Hace algo más de 30 meses la editorial Libros del KO, con quienes mantengo relación por amigos comunes como Nacho Carretero o Carlos Marañón, me propusieron escribir un libro de rugby. Acepté no sin antes darme cierta importancia al pedir un tiempo para pensarlo, periodo que en realidad escondía un entusiasmo desbordado que necesitaba domesticar. Solo puse una condición: se publicaría en septiembre de 2019, días antes del inicio del Mundial. Detrás de este tactiscimo aparecía mi necesidad de cocinarlo a fuego lento. Tenía clara la idea: dibujar un atlas de rugby paseando por la historia oval y saltando de país en país a base de historias que funcionasen de forma independiente pero ofreciesen un resultado final orgánico. Me interesaba huir de la endogamia rugbera sin perder el ‘savoir faire’ que les rodea y aportar un punto didáctico que resolví con un glosario final para disipar dudas. Quería, además, que la gente de rugby lo sintiera como suyo al tiempo que los neófitos lo digirieran sin atragantarse por un esnobismo pedante e innecesario. Y a todo eso le añadí una fórmula arriesgada pero atractiva para mí en mi rol de escritor: salpimentar el libro con fragmentos de un partido contados en primera persona buscando la implicación del lector. Lo que ahora llaman en televisión un Inside. Pero en versión escrita.

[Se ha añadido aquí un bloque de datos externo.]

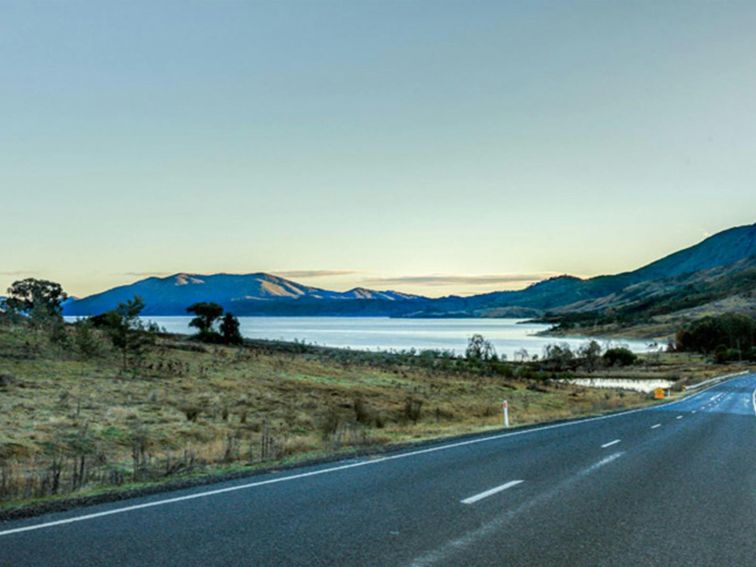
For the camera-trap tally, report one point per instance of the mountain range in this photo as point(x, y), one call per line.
point(720, 267)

Solo me faltaba convencer a un buen amigo para prologarme el libro: Michael Robinson. Quedé con él a tomar una cerveza y le explique la idea. Y entonces me respondió desafiante: “Solo aceptaré si me gusta el título”. Se lo enseñé, sonrió y me respondió: “Eres un cabrón muy listo”. (No explicaré el título para no hacer spoiler). Y el libro ya no tuvo marcha atrás. Después me contó: “Estoy empezando a jugar el partido más difícil de mi vida: contra el cáncer”. Una cervezas más tarde le despedí en un taxi sintiéndome la persona más frívola del mundo. “Uno no sabe nunca dónde te espera agazapada la vida para golpearte”, me dijo. La vida no sé, pero a mí el rugby me esperaba en una destartalada estantería de un puerto del que nunca recordé el nombre por más que lo he intentado. En forma de libro que costó a su primer propietario 6 libras y media. Hoy ese libro, editado en 1980 por The Hamlyn Publishing Group, descansa en mi librería no lejos de El Largo viaje de Moitissier, el cual rescaté el día que vaciamos el barco y nos despedimos de él con una dignidad estoica regada de abundantes y silenciosas lágrimas. La vela, sin yo saberlo, daba paso al rugby. Y con ello a ‘Con fina desobediencia’.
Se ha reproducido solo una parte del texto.